To decide which algorithms we will use in our attempt to compute $K_0$ we measured (for $B$ = 34, 340 and 3400 kilobit) the run time of:

Line	Method
Red line	`mpfr_zeta_ui`
Blue line	`mpfr_zeta_ui` with our von Staudt-Clausen implementation
Purple line	Darvid Harvey’s bernoulli
Green line	Series summation without recycling
Black line	Series summation with recycling

Benchmark for ζ(2n) with 34 kb accuracy

The sudden drop at $n =11 000$ corresponds to the moment when $ζ(2n)-1$ can be approximated by $2^{-2n}$, apparently that optimisation is included in mpfr_zeta_ui. At this point the powtable is slightly faster since it doesn’t allocate memory for an (at this point unnecessary) temporary variable. The noise corresponds to me using my desktop for other things, like a screensaver which I forgot to disable, while running the benchmark.

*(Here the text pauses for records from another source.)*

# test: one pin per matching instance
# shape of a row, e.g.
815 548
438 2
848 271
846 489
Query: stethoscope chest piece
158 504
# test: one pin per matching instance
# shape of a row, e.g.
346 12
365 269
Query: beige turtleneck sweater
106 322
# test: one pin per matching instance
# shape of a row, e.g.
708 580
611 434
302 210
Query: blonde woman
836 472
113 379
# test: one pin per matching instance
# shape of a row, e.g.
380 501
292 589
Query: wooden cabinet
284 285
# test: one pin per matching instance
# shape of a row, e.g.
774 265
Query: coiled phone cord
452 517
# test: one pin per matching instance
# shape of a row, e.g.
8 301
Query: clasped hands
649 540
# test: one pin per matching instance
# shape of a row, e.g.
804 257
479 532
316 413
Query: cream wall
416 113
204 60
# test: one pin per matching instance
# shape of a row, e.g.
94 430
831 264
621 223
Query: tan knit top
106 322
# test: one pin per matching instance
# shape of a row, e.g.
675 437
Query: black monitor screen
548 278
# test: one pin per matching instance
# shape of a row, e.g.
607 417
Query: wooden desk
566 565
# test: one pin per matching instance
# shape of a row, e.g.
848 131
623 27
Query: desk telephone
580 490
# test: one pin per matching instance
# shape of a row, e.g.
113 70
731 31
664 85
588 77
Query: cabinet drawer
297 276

Benchmark for ζ(2n) with 340kb accuracy

Plain mpfr_zeta_ui was excluded because it would have taken minutes to compute a single zeta for low $n$. It would have been identical to the blue line after the peak in the blue line.

Benchmark for ζ(2n) with 3.4 Mb accuracy

This time the von Staudt-Clausen and Harvey’s method where stopped early since they took up too much time and were not that interesting.

Conclusion

The the mpfr_zeta_ui was not very impressive but with von Staudt-Clausen it was very good until $n$ grows large. But Harvey’s method is faster when many bits are required.

Harvey’s algorithm performs very good but is beaten by the series summation when the number of terms included required for the series drops to around a couple hundred.

But the powtable series blows everything away! We will use the powtable series as soon as the number of terms drops below ten thousand, by then its more then three times faster than Harvey’s algorithm and the algorithm kept getting faster as less terms were needed (unlike the Harvey’s, which gets slower for higher $n*$).

There is a reason we don’t start using the powtable method earlier. When $n$ is small exponentially more terms in the table are required, and generating more table items will soon cost more than the time gained by switching to the powtable method a little earlier. Taking 10 000 items seems to be near the optimum, here is how much time it takes to compute the table:

Accuracy	$n <$	time
34 kb	1 113	1 665 ms
340 kb	11 121	59 298 ms
3 400 kb	111 201	1 667 349 ms

Integrating the minimum of the running time algorithms reveals that the total time to calculate the $ζ(2n)$'s required for a million decimals of $K₀$ is 9.7 days. Quite long, but not impossible. Calculating a hundred thousand decimal should take about an hour, let’s try that first.